Tu auras remarqué que j’adore les axiomes, les dogmes. Ils résument, cadrent, interdisent. La pomme qui tombe ne va pas s’élancer dans les airs comme une danseuse de ballet, parce que sinon c’est le bordel. L’axiome, clairement, posément, nous dit : la pomme tombe. L’axiome prohibe la négociation, l’argutie. L’axiome est reposant. Et cette histoire de burkini – ça crève les yeux – accrédite l’axiome suivant : les hommes adorent interdire aux femmes. Ce qu’il s’agit d’interdire importe peu. Des jupes trop courtes, trop longues, de voter, de lire, de réfléchir, de travailler, de conduire, de ne pas faire des enfants, de faire des nouilles ce soir. Mais surtout, les hommes ressentent l’irrépressible besoin d’interdire aux femmes de regarder les autres hommes. C’est la base de toutes les religions, la base de toutes les sociétés. Si ma femme commence à aguicher à droite à gauche, elle va finir par comprendre que je suis un gros crétin bedonnant, et-elle-va-se-tirer. On peut épicer le tout avec une pincée de coran, un zeste de bible, et faire prendre le tout dans la sauce épaisse et grasse du patriarcat.
 
L’homme est tellement peu sûr de lui qu’il est convaincu que si on appliquait aux relations sentimentales la loi de l’offre et de la demande, la loi du marché lui planterait des cornes, qu’il ne pourrait plus passer le seuil de sa maison.

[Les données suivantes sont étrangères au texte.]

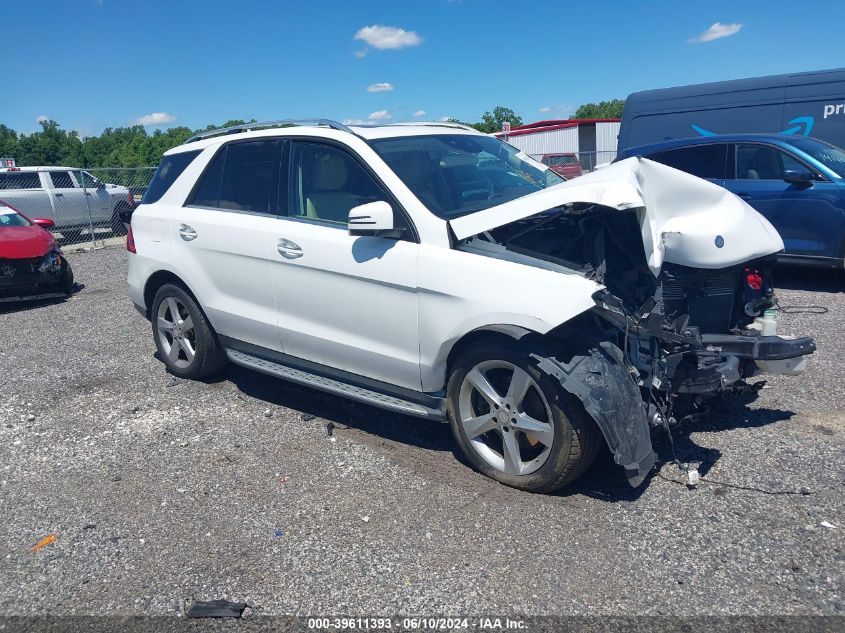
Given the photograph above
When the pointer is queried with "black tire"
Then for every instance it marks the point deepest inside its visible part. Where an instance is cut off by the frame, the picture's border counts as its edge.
(577, 439)
(118, 224)
(66, 278)
(209, 357)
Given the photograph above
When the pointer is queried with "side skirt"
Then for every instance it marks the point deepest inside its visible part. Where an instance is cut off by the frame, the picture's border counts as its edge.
(334, 381)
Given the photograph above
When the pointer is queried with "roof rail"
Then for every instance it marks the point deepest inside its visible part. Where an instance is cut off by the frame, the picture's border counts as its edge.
(246, 127)
(459, 126)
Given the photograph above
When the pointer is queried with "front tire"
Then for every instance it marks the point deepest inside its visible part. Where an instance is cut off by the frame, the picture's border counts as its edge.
(515, 424)
(183, 336)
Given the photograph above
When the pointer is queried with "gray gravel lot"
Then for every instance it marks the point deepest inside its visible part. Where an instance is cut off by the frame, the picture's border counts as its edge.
(162, 492)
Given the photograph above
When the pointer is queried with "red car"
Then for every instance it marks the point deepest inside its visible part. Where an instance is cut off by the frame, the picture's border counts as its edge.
(31, 263)
(566, 165)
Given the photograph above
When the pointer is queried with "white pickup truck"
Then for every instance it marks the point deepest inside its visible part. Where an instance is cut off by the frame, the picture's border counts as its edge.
(58, 193)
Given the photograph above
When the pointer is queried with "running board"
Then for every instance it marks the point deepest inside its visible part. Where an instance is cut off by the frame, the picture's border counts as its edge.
(337, 387)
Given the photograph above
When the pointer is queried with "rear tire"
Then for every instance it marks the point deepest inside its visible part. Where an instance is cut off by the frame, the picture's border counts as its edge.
(538, 444)
(184, 338)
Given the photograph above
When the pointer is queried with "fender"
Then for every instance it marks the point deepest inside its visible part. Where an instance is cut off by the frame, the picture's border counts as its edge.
(601, 381)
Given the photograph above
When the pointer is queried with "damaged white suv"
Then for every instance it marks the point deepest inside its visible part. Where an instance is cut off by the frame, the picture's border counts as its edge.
(438, 272)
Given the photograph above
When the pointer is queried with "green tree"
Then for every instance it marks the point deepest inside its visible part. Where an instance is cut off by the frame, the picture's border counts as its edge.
(492, 122)
(602, 110)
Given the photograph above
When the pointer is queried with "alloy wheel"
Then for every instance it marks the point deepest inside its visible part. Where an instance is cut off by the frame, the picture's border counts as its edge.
(506, 417)
(176, 332)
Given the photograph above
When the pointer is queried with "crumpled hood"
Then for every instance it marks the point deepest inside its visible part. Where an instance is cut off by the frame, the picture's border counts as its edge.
(24, 242)
(683, 219)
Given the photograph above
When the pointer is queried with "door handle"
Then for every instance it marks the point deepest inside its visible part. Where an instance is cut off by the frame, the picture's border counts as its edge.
(288, 249)
(187, 233)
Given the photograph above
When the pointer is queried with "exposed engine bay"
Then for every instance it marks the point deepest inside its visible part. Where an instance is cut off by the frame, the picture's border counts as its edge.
(685, 334)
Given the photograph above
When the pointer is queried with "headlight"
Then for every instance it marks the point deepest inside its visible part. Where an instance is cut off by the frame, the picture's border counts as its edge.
(50, 263)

Ce qui est drôle, c’est qu’il a tort. Le problème n’est pas sociologique, il est bêtement statistique. Il y a plus de femmes que d’hommes, et d’un, et la quantité de grosses connes, à mon humble avis, n’est pas significativement inférieur à celle de crétins mal rasés, baignant dans une graisse rance qui – ne sachant plus où se loger - a même attaqué le cerveau, si l’alcool a laissé un peu de place. Autrement dit, il n’y a pas de problème. Et par conséquent, c’est shadockien, il n’y a pas de solutions.
 
Finalement cette peur primale, ce manque de confiance atavique, cette angoisse existentielle, ce fameux Fear Factor, qui nous impose de protéger notre compte Gmail avec un mot de passe long comme une phrase de Proust, ce même Fear Factor en arrive à pousser des maires à interdire à des femmes de se balader sur la plage en tenue de plongeur, alors que personne n’a jamais interdit à un coiffeur de se vêtir en cosmonaute pour te couper les cheveux. Mais qui te dit que ce costume débile ne cache pas une ceinture d’explosif ?

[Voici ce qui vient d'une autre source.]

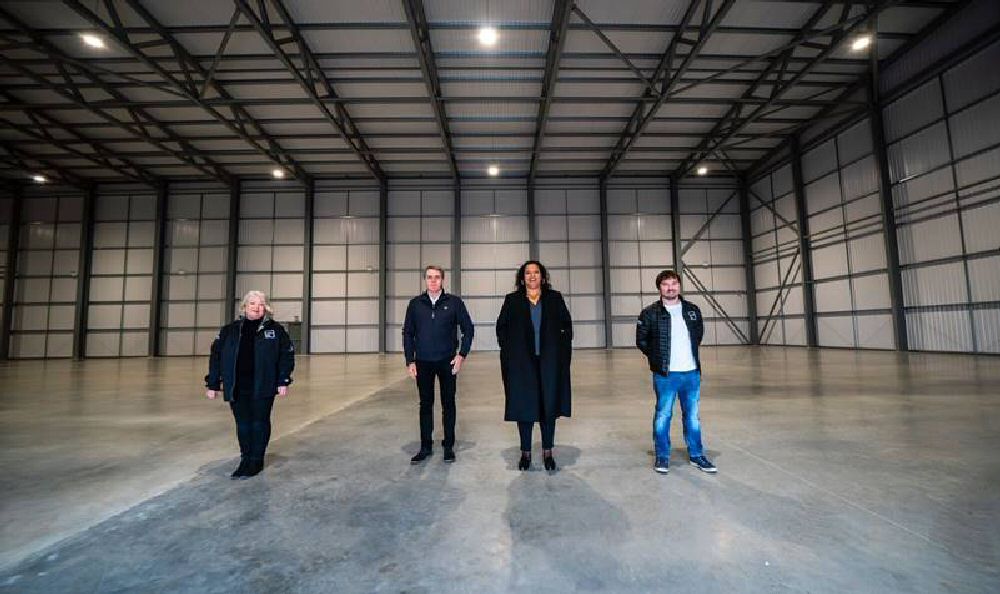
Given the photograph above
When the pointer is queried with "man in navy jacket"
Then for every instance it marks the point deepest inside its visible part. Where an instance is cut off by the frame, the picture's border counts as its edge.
(429, 343)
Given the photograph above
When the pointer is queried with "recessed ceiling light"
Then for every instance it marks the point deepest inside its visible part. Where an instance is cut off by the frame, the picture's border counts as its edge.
(861, 43)
(91, 40)
(487, 35)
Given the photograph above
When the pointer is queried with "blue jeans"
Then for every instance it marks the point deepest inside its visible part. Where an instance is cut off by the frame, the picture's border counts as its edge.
(686, 385)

Encore une fois, sous tes yeux ébahis, je viens d’éclaircir ce nouvel imbroglio avec l’aisance d’un Usain Bolt sur les dernières foulées d’un cent mètres.
Quand j’y pense, cette histoire de burkini me chiffonne. On parle ici, j’ai compris, de l’identité française. Je me disais l’autre soir que si – un jour – un de mes petits-enfants, qui par hasard, n’aurait pas la même couleur de peau que moi, venait me parler de Mauriac ou de Zweig, je crois bien qu’il ferait parti de mon clan, de ma tribu, de moi. Je propose donc une nouvelle définition de l’identité, après le droit du sang et le droit du sol, je propose le droit du livre. Tu n’as lu ni Garcia Marquez ni Jorge Amado ? Tu vires.
Si tu crois que je vais t’embrasser parce que tu viens d’acheter le dernier Echenoz, tu te fourres le doigt dans l’œil.